The Star's Tuesday editorial

From January through July, more than 770 U.S. commercial airline flights have been stuck on the ground waiting to take off, with passengers confined aboard for more than three hours.

A decade ago, in one of the more famous of the flight-delay cases, a winter storm in Detroit stranded hundreds of people for up to eight and a half hours. Last month, passengers aboard on a jet in Minnesota were trapped overnight. Usually, the cause for these delays is bad weather — planes fill with passengers and queue for takeoff, with the hope the weather will improve. When it doesn’t, they sit.

As these cases continue to appear in the news, many are concluding that it’s time for Congress to legislate. Some observers call for a three-hour limit on how long a plane can be idled with passengers aboard, an uncomfortable delay even for healthy travelers.

Industry and federal transportation officials should quickly come up with workable solutions before lawmakers resort to a one-size-fits-all rule.

Some airlines and airports are making progress. In Allentown, Pa., airport officials bought a school bus and wheelchair lift for passengers who want to deplane after a long delay.

Dallas-Fort Worth International Airport acquired a catering truck that rises up to the plane’s cabin level for passengers in wheelchairs who need to exit rather than endure a longer wait.

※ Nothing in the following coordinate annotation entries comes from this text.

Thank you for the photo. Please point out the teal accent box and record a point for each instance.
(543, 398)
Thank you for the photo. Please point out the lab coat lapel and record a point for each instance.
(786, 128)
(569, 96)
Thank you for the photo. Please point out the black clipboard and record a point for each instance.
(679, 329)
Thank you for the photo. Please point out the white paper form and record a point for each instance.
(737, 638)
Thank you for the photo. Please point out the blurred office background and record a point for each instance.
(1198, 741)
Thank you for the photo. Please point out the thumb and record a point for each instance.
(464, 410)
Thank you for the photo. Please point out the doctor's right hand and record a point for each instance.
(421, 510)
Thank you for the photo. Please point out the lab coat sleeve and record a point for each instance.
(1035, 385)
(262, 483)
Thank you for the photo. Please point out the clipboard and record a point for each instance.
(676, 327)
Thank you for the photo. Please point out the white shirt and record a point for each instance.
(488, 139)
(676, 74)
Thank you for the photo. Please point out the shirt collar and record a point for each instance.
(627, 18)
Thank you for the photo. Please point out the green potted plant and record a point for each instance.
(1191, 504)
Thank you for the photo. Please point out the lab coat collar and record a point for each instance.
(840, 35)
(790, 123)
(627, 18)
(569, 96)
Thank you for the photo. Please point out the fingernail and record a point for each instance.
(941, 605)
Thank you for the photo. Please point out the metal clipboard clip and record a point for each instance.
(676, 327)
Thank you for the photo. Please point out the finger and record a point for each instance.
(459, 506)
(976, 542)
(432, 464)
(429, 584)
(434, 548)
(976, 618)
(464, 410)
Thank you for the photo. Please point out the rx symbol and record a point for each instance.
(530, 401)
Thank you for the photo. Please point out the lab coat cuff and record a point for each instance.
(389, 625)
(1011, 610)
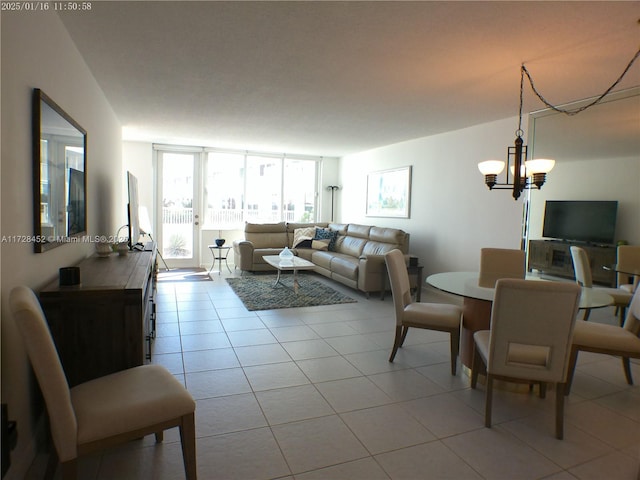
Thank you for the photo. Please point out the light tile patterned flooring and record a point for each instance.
(309, 394)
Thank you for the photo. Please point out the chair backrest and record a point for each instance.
(532, 328)
(632, 322)
(498, 263)
(399, 279)
(628, 261)
(581, 266)
(32, 325)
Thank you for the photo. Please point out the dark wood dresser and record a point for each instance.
(107, 322)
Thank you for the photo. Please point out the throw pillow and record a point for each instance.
(301, 234)
(327, 234)
(305, 243)
(320, 244)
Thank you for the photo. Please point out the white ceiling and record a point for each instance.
(333, 78)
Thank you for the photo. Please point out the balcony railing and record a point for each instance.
(225, 219)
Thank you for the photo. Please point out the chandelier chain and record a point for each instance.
(524, 71)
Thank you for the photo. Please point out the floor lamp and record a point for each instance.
(333, 189)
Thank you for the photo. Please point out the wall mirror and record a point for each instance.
(59, 175)
(590, 149)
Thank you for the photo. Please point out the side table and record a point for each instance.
(220, 254)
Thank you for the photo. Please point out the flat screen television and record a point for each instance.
(581, 220)
(132, 212)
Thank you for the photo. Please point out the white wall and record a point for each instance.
(453, 214)
(38, 52)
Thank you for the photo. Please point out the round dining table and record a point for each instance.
(477, 302)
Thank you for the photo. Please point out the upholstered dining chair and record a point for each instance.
(582, 269)
(106, 411)
(623, 341)
(529, 339)
(628, 261)
(498, 263)
(442, 317)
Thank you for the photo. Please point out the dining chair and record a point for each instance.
(498, 263)
(105, 411)
(582, 269)
(441, 317)
(628, 261)
(621, 342)
(529, 339)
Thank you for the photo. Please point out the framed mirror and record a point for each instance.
(59, 175)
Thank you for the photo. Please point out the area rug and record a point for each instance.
(257, 292)
(184, 275)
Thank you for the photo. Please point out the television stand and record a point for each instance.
(554, 258)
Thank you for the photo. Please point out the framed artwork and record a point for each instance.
(389, 193)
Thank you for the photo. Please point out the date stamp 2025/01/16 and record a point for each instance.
(40, 6)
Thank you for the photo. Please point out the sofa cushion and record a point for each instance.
(266, 235)
(351, 246)
(387, 235)
(358, 231)
(345, 265)
(378, 248)
(303, 234)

That airport also bought a covered mobile stairway and buses to take passengers to the terminal.

At Kansas City International Airport, officials encourage airlines not to keep people cooped up for long periods, and will make empty gates available, if airlines need them, to allow passengers off airplanes.
American Airlines tries to get people off planes after four hours.

Continental uses buses to transport people who want to leave.

But some industry observers bemoan the lack of a comprehensive effort to protect passengers. Robert Crandall, former CEO and chairman of AMR Corp. and American Airlines, told The Wall Street Journal: “Airlines should have led the way in laying out a program.”

The Air Transport Association, an industry lobbying group, opposes the proposed three-hour limit.

It argues that this would result in an unacceptable number of cancelled flights, with vast numbers of passengers marooned in stop-over cities, unable to immediately find seats to their final destination.

“We don’t disagree we need to find better ways to service airplanes during delays,” said David Castelveter, Air Transport Association vice president for communications. “We’re working on ways to make this better, and the numbers show we’re making it better.”

But as he acknowledges, a great deal more must be done. As Crandall noted, the bottom line is that “you don’t need to trap people in airplanes for six and seven hours.”